Rivky started first grade as a bright, charming, fun loving girl. Although she had learned the Aleph Beis for two consecutive years in Gan, it was still new to her when her teacher reviewed it in first grade. This didn't concern us, since we assumed Rivky was too busy having fun, to buckle down and learn.

As the year progressed, Rivky did buckle down but was having real difficulty learning how to read and write. Rivky seemed to be exerting an enormous amount of energy to get through the first line in the page and refused to go further than that. Her penmanship too was illegible. As much as we encouraged her, she couldn't manage to space her words, stay on the line, write evenly sized, neat letters, or copy accurately from the black board. Her notebooks were in big mumble jumble. Needless to say, every time we sat down to practice reading and writing with Rivky, it was a test on our patience and self-control. Mostly we were really frustrated. What's wrong? Why can't Rivky keep up with her class?

Rivky's teacher shared our frustration. She agreed that Rivky is a bright, intelligent and curious child; why can't she learn to read? She suggested that we check her out by the eye doctor. When I assured her that we have already tested her vision as well as her hearing and both results were perfect, Rivky's teacher concluded that she was simply not trying hard enough!!!

Very quickly we watched our Rivky change from a sweet, lovable, happy child, to a high-strung angry little girl. All her self- confidence disappeared, and she was sure that she was stupid and ugly and that nobody liked her. Rivky, who always davened with so much fervor and enthusiasm refused to use her beautiful new Siddur she received from her teacher at her Siddur party. Anytime she came across something that had to be read, Rivky would try far fetched round about ways to do the activity; anything was better and easier than reading it. Rivky was definitely not lazy; something was getting in her way, and we decided to evaluate Rivky in a complete educational analysis. After hours of thorough testing, we were told that Rivky has moderate to severe learning disabilities, including ADD, speech/language deficiency, and poor visual perception. We were recommended to start Speech therapy, Occupational therapy, remedial tutoring, plus perhaps a change to a less scholastically demanding school.

And so we started an exhausting round of testing and evaluating, with the many new confusing contradictory theories and opinions.
When the occupational therapist completed her evaluation, she claimed that Rivky was up to par to above average in all her ratings, and there was nothing she could gain from O.T. She did notice uneven movement in the pupils and recommended LedermanVision.
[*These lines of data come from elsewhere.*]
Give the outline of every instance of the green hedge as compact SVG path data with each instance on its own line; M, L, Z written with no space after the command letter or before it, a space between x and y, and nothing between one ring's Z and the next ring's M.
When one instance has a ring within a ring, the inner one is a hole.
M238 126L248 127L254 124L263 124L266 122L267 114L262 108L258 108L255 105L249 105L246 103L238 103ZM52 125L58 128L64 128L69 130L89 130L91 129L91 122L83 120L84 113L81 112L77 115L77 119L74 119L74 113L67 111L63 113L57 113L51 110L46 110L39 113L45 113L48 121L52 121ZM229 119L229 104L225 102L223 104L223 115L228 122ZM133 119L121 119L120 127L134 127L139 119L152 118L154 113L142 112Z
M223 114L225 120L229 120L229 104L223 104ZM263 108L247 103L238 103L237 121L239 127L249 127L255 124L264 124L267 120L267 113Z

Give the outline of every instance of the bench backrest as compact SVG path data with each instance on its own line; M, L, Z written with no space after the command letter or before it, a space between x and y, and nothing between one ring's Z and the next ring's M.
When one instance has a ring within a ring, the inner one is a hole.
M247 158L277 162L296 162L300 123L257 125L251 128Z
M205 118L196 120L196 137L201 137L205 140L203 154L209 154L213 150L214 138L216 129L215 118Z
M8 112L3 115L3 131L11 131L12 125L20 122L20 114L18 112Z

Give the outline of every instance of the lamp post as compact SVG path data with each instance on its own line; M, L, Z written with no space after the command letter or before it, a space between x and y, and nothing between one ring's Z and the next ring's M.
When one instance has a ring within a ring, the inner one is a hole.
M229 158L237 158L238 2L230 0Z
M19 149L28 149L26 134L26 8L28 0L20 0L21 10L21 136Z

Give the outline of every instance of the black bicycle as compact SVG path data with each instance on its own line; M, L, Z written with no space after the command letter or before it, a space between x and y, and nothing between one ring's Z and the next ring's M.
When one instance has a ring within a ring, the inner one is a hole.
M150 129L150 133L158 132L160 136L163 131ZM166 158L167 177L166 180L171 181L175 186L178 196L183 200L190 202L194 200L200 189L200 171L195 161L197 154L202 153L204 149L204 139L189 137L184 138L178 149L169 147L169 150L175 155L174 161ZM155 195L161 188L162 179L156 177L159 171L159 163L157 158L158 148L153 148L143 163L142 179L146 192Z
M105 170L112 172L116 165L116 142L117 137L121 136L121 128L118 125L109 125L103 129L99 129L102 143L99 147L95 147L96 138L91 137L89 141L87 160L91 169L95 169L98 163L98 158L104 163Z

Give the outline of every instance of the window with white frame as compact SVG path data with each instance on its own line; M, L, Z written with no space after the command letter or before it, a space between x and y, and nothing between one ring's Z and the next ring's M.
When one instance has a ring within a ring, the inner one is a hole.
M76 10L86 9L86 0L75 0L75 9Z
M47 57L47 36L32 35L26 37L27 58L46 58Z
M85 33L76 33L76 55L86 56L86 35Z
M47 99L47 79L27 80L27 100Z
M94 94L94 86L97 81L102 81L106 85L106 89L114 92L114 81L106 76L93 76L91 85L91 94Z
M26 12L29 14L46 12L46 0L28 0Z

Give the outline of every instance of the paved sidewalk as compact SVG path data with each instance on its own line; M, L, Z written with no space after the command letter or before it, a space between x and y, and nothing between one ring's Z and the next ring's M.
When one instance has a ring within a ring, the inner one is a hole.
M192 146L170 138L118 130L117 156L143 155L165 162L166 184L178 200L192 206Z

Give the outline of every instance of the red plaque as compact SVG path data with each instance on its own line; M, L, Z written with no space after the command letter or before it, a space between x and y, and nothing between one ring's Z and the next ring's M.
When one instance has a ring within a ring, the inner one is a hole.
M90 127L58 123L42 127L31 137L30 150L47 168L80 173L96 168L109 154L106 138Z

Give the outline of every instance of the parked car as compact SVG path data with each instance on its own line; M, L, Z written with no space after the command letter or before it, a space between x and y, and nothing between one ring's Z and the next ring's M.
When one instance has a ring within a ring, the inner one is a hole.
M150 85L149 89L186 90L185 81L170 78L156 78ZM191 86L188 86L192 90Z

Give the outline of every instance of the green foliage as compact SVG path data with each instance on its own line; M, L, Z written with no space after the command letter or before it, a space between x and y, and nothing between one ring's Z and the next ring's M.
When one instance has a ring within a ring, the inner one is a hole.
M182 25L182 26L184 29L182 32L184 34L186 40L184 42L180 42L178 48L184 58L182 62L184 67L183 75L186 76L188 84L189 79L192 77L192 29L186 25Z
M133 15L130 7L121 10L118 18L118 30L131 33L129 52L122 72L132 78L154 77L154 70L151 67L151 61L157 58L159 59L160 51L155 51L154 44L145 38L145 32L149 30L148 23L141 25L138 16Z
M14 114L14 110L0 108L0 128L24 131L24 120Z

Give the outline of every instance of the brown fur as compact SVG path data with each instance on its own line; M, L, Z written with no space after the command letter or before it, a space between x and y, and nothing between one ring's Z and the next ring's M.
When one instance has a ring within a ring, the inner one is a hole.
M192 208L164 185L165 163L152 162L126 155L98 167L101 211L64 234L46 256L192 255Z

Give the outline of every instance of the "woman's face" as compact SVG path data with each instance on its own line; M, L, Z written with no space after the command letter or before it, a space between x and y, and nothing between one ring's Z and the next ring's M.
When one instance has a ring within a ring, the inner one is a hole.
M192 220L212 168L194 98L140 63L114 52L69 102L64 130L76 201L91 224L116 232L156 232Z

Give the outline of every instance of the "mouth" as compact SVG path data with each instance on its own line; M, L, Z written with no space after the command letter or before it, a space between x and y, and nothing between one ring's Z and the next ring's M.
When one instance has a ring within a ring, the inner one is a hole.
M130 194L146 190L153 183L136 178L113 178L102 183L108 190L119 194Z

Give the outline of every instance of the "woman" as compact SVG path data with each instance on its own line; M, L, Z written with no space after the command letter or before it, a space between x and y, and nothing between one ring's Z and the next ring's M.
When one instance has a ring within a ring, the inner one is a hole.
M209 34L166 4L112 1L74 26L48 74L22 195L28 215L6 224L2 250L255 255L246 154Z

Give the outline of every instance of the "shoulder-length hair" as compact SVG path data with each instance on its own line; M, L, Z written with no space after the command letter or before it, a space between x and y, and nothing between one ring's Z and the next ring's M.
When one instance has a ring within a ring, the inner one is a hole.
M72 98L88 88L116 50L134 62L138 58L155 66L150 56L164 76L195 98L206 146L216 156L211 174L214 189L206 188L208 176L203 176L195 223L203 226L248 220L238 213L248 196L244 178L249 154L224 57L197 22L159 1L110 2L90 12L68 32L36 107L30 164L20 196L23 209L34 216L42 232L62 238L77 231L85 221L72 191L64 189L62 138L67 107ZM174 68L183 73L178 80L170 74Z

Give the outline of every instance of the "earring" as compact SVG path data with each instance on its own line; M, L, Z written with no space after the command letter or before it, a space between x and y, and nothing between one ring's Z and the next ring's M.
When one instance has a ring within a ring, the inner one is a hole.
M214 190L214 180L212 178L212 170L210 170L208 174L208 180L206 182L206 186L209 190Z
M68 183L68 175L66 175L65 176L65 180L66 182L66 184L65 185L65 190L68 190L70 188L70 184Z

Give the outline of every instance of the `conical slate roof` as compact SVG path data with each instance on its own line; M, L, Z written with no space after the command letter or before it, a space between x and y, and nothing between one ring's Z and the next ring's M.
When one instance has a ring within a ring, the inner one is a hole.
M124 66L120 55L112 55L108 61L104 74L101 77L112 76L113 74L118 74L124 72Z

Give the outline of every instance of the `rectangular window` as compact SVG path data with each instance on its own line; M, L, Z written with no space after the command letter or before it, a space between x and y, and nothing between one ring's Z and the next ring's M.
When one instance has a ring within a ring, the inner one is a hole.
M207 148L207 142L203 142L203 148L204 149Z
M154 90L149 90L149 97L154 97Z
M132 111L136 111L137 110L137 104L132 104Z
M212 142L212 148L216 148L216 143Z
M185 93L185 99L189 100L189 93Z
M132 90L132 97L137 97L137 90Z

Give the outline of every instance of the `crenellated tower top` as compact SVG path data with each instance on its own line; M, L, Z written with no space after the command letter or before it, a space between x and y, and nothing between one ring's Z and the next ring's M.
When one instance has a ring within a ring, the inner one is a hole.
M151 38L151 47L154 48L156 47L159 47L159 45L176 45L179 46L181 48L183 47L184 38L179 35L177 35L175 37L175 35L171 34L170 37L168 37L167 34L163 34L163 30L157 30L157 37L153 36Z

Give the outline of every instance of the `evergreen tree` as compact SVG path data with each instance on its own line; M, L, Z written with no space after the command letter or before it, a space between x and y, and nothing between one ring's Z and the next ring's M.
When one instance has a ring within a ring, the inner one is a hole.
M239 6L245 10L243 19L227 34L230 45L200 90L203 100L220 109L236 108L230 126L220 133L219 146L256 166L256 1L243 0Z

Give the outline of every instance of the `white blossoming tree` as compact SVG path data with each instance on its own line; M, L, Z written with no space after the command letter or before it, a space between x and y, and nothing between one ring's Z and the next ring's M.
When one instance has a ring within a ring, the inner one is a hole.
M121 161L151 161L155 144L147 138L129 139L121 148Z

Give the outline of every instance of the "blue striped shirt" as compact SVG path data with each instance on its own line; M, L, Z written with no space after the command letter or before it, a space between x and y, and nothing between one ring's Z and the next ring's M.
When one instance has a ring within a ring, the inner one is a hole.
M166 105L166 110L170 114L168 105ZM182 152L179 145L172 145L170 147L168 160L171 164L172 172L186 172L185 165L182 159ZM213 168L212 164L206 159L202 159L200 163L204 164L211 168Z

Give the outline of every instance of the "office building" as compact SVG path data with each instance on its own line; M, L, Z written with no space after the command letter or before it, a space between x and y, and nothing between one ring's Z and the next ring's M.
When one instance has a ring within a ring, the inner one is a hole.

After a thorough examination, Dr Lederman explained, to us in simple everyday language, that although Rivky does have perfect vision, she is not using her eyes in the proper way that could enable her to see and perceive what she is reading and learning. She is using an enormous amount of energy just focusing her eyes on the text, leaving her with depleted resources to grasp and develop reading and writing skills. "No wonder that she hates to read. Of course she's angry and frustrated with low self-esteem. How can you expect her to write neatly, if the lines on the page are dancing around together with the word she is writing? Our daughter is not lazy! She is working much harder than you can possibly imagine." Although, we were impressed with the logical, clear way Dr. Lederman explained Rivky's low performance in school, it was the first time we have ever heard of Vision Therapy, and its high success rate and we weren't convinced that this was really the answer. But since we were so desperate to get our daughter out of her miserable state, we decided it was worth the try.

Rivky started therapy by Devorah; the most wonderful therapist I ever met! In her soft gentle way she pushed Rivky to go for a little bit more, to try one more time and reach the next milestone. She cared so much! After about ten weekly sessions, including practice at home, Devorah started Rivky on the home therapy program. At that time we started seeing real jumps in Rivky's performance. Her handwriting actually became beautiful! Rivky started to believe more in herself, and began to take an interest in reading. By the time she finished the twenty sessions of therapy, Rivky was a classic bookworm! She was gobbling up dozens of books, as if to make up for lost time Her teachers and therapists wanted to know the magic formula! Towards the middle of third grade, Rivky had completely caught up, and was on top of her class, All her learning disabilities simply disappeared once again she was our happy, confident, creative, little girl.

So, if there is a parent out there hesitating about starting vision therapy, my advice to you is: trust Dr Lederman! He will only recommend therapy if he feels it can help your child. And if he tells you he can help-go for it! Give your child the opportunity to function at his maximum. Vision therapy is an investment of time, money and effort, but it's a gift of a lifetime!

No words can express our heartfelt gratitude to Dr. Lederman, and his wonderful, caring staff at LedermanVision. We wish you many, many more successes in the future.